Now that I am in a fortunate position it feels good to give back.
Arusha, Tanzania (PRWEB) November 15, 2013
Australian actress Rebel Wilson, nominated for the People’s Choice Award 2014 for her work in the ABC comedy Super Fun Night, may be famous for making people laugh, but one topic is no joking matter for her: education.
Rebel was a very serious student in high school and after graduation was accepted into law school.
“Even though I now work in the entertainment industry and get to make people laugh, when I was at school I tried hard in all my subjects and my final exam results got me into the top law school in Australia,” wrote the Bridesmaids and Pitch Perfect actress.
Wilson revealed that piece of her history in a letter of advice to her sponsored student, an 11th grader from The School of St Jude, a non-profit school providing a free, high-quality education to over 1,600 poor students near Mount Kilimanjaro, in Tanzania.
“Education is your key to opportunity. I know I come from Australia, but I didn't grow up with much. I just believed in myself and tried to always improve. My advice would be to try your absolute hardest at school. Study hard and try different activities so that when you finish secondary school there will be lots of opportunities for you to pursue. When it comes time to decide what to do with your life I would say choose what you're passionate about and then work out a way to profit from that. Becoming an actress was the most risky path I could have taken, but it’s been such a fun path and the risk has more than paid off.”
Wilson got involved with the non-profit school in 2006, after she saw a documentary on ABC Australia about St Jude’s and its founder, an Australian teacher named Gemma Sisia.
“I just thought it was such an amazing idea and Gemma was really inspiring,” says Wilson.
Africa has had an important role in the actress’ life.
As a Rotary International Youth Ambassador for Australia, she lived in South Africa for a year, and traveled to rural areas in Swaziland, Malawi, Zimbabwe and Mozambique where kids had limited education or resources.

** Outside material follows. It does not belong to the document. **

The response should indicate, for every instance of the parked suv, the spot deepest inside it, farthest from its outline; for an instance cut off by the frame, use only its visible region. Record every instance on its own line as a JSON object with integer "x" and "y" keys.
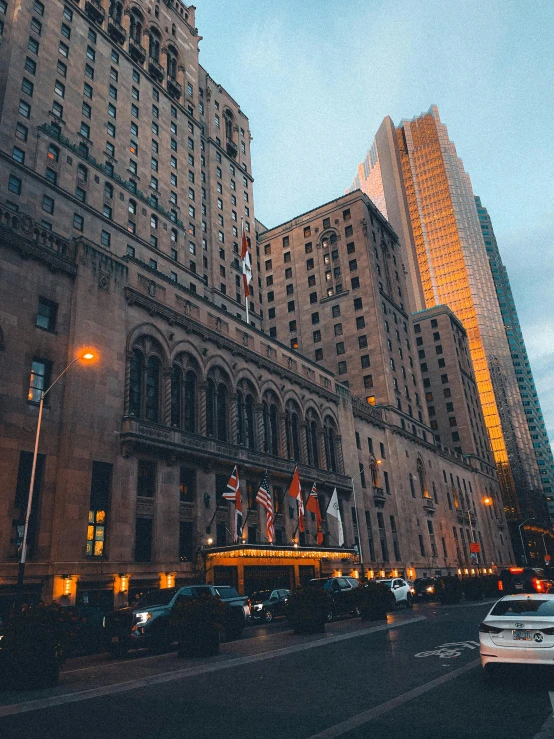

In one of these trips, Wilson got sick with malaria. One day, while she was delirious with high fevers, she had a vision of herself receiving an Oscar.
The fever subsided, but not the dream. As a result of that experience, Wilson decided to pursue an acting career, and education became an important cause for her.
“I think the work that St Jude does is important and amazing. I like that my donations are going directly to helping individuals at the school. Now that I am in a fortunate position it feels good to give back.”